Orang fakir berkata; “Tuanku, aku orang fakir, bisakah Anda meminjamiku uang sedirham yang akan aku gunakan membeli makanan berbuka untuk keluargaku, dan sebagai balasannya aku akan mendoakanmu hari ini?”

Namun si pemilik toko justru memalingkan wajahnya dan tidak memberinya pinjaman sedikitpun. Bercucuranlah air mata orang fakir tersebut. Mengalir di pipinya mengiringi hati yang remuk dan pilu.

Ketika itu, pemilik toko emas lainnya yang kebetulan seorang Yahudi melihatnya dan menaruh iba. Orang fakir itu pun mengadukan kisahnya barusan di toko sebelah.

“Hari apa ini?” Tanya orang Yahudi penuh selidik.

“Hari Asyura,” jawab orang fakir sambil menerangkan keutamaan-keutamaannya.

“Ambil ini 10 dirham dan belanjakan untuk keluargamu karena memuliakan hari ini”, sergah Si Yahudi.

Gembiralah hati si fakir. Ia segera berbelanja dan pulang membawa makanan untuk buka puasa bersama keluarganya.

Di malam harinya, Si Muslim pemilik toko emas bermimpi, Hari Kiamat telah tiba, ia sangat kehausan dan sedih. Setelah melihat ke sekelilingnya, ia mendapati istana yang terbangun dari mutiara putih sedangkan pintu-pintunya terbuat dari batu yaqut merah. Ia segera berteriak dari luar; “Wahai pemilik istana, beri aku minum sedikit saja!” Lalu dijawab; “Ini sebenarnya istanamu kemarin hari. Setelah Kamu mengusir Si Fakir dengan hati perih, maka namamu dihapus dan dituliskan nama tetanggamu Si Yahudi yang menolong Si Fakir sebagai pemiliknya.”

Menyesal tiada guna, kekecewaan terus melanda. Pagi harinya Si Muslim yang bakhil itu menandatangi Si Yahudi dermawan untuk membeli pahala 10 dirham yang diberikannya kepada Si Fakir kemarin hari, dengan harga 10 kali lipatnya, yakni 100 dirham. Namun Si Yahudi bersikeras tidak akan menjualnya seraya menegaskan: “Demi Allah, aku tidak akan menjualnya, meskipun dibayar lebih dari 100 dirham, bahkan 100 dinar pun.”
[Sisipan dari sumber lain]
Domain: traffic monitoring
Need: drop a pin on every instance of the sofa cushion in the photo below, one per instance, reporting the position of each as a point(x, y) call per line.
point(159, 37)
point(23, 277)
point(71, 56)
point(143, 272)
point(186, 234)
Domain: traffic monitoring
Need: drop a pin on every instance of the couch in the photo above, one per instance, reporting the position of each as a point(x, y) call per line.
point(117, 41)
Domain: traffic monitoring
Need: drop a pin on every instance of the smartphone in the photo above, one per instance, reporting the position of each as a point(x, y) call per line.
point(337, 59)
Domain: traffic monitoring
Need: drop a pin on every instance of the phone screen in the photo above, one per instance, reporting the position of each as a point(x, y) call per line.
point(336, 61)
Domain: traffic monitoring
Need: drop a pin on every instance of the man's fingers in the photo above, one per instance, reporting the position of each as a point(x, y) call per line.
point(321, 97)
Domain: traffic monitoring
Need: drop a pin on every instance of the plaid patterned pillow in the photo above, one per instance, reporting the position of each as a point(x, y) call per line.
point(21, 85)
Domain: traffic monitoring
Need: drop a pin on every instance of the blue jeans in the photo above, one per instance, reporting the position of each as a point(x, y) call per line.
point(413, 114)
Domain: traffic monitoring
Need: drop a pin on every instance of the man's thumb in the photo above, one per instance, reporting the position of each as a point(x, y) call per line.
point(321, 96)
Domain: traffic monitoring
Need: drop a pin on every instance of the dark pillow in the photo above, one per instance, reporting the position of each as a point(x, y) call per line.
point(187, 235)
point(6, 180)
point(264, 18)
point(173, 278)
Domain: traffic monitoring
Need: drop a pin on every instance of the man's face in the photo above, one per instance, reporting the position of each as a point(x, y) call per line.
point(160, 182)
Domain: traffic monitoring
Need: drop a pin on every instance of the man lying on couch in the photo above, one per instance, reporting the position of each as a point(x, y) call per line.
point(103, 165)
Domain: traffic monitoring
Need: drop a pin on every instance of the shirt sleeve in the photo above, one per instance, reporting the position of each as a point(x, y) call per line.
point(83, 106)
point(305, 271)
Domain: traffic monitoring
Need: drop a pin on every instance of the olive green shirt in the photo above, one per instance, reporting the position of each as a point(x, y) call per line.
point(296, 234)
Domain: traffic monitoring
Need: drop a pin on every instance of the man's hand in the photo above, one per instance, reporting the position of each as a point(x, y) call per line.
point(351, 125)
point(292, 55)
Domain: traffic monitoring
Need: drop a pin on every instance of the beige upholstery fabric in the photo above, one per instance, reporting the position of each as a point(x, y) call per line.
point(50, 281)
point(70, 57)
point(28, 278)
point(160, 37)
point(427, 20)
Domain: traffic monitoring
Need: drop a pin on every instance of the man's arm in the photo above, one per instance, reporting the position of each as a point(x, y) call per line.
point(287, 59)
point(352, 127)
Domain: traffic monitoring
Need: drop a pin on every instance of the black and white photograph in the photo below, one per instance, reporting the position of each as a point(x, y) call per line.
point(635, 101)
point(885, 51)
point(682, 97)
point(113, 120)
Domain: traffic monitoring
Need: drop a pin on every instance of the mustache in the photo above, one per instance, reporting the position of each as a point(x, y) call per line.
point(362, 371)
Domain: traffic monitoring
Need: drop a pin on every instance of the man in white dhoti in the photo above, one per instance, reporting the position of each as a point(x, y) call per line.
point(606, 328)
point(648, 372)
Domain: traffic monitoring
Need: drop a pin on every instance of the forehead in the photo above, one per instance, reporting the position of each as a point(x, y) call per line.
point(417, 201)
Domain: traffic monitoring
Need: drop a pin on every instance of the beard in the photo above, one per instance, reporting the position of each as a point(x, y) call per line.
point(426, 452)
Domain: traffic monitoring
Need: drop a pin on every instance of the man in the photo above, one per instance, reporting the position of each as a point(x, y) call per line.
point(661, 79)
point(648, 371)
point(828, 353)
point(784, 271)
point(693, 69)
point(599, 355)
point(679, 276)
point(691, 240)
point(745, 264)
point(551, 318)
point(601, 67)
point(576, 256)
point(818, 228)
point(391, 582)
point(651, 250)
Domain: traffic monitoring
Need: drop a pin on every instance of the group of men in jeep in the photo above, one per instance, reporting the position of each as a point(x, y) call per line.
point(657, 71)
Si Muslim pun penasaran, siapa yang memberitahu rahasia Hari Asyura ini kepada Si Yahudi, lantas ia menanyakannya; “Yang memberitahu kepadaku adalah Allah, Tuhan yang berfirman pada apapun yang akan diciptakan ‘Kun Fayakun, jadi maka jadilah’, dan Aku telah bersaksi bahwa tiada Tuhan Selain Allah Yang Maha Esa dan tiada sekutu bagi-Nya, dan Aku bersaksi Muhammad adalah hamba dan utusan-Nya,” terang Si Yahudi penuh haru mengiringi keislamnnya.

 

Hidayah Allah SWT adalah hak prerogatifnya. Tidak ada yang bisa memaksa ataupun mencegahnya. Jika Allah telah menghendaki, maka seketika itu akan terjadi. Jika tidak menghendaki terjadi, maka apapun dan bagaimanapun tidak ada yang bisa memaksanya.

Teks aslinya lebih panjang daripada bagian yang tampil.